Ofcourse there are many other trivial things in the world which are very intriguing as well. Like alcohol and how its the best painkiller in the world. Like how people can commit suicides. I myself have tried cutting my hand on more than one occasion, mostly out of sheer curiosity and i have never been able to press the cold knife though my hand. Personally i belive eating a whole bottle of sleeping pills is the best way to commit suicide. Painless and effortless, of course you must lock yourself properly first. But thats not what we are discussing right now.

 

That brings me to the most intriguing thing i have felt. Its DEATH. It’s like the most inevitable and natural thing in our lives and yet we wonder, conduct research and do meditations just to know the whole truth behind it.
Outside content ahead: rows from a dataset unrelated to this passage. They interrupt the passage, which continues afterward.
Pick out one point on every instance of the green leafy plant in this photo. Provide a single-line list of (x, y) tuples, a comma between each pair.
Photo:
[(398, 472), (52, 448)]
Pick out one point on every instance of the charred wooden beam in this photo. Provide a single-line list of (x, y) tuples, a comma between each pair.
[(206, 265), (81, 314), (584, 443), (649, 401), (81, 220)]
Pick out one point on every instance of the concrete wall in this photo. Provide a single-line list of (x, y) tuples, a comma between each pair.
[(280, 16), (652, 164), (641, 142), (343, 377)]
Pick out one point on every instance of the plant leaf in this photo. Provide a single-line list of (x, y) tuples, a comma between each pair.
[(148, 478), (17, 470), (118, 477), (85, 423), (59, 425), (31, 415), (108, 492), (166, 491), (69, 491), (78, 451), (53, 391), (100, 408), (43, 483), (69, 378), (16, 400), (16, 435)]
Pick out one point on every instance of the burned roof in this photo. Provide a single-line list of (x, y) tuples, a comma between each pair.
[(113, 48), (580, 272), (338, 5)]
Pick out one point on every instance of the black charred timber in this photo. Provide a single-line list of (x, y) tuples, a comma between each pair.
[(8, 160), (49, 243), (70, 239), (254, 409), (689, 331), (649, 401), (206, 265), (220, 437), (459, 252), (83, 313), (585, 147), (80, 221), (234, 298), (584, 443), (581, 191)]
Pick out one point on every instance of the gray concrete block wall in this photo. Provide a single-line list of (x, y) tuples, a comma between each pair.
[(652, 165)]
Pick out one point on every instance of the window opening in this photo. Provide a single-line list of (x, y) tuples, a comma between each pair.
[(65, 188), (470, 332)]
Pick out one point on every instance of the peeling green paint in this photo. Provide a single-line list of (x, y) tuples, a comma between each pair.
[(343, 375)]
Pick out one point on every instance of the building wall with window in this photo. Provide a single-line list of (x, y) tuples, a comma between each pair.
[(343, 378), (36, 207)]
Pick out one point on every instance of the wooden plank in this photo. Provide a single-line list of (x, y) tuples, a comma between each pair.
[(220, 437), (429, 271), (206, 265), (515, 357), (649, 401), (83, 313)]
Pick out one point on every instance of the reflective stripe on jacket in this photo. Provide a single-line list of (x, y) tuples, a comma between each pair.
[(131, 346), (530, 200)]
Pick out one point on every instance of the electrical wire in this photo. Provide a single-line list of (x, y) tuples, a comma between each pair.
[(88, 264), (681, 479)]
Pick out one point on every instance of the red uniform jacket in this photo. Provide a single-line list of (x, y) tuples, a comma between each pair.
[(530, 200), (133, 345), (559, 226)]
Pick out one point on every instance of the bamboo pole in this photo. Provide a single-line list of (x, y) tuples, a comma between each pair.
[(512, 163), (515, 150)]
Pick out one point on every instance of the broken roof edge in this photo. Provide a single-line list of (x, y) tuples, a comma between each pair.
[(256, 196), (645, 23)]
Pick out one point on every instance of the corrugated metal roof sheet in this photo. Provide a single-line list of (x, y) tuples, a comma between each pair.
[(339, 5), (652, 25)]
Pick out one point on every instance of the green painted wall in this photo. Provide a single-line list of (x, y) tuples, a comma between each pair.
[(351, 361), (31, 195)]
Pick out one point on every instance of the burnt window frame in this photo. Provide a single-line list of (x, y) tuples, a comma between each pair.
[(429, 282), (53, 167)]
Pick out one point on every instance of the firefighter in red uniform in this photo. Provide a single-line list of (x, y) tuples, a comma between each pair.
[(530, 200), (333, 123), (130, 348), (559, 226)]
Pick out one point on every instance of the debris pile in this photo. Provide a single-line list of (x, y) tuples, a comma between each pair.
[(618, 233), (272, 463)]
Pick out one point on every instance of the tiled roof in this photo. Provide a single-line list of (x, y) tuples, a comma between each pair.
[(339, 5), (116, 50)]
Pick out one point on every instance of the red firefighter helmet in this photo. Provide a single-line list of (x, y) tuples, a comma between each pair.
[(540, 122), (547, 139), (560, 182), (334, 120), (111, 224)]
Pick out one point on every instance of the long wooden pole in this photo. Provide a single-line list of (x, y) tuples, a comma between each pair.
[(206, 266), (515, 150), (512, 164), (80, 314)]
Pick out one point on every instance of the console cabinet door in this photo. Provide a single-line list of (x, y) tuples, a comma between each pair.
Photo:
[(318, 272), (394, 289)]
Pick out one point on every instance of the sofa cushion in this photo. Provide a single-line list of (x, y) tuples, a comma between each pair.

Personally i think it’s a amazing thing, this thing called death. No, am not pessimist or anything. Also am no philosopher. But think of it once and you will realize how awe-inspiring thing it really is. Just a minute ago you are alive, all breathing and talking and eating and stuff. Just a minute after, you are lifeless, no more breathing , no more talking, no more eating. Isnt it just intriguing. It’s like “THE-END” you see at the end of a movie. It’s like “pikchar khatam, ab aur pickchar nahi bachi”. No more of worldly things to worry about, of love, of success, of office, of wether you should have told the girl in college you loved her, of whether you should have talked her back to love you, of whether you should have made your will , of whether you should have made love to your wife one last time or not, of whether you should have eaten your favourite chocolate one last time, of whether you should have treated your parents better, or whether you should have invested in satyam shares or not and made a fortune, or whether you should have gone to the strip club once in life. I mean none of it is no longer there to worry about.

 

And that i find the most intriguing of all.                                                                                                                                                           Isn’t it ??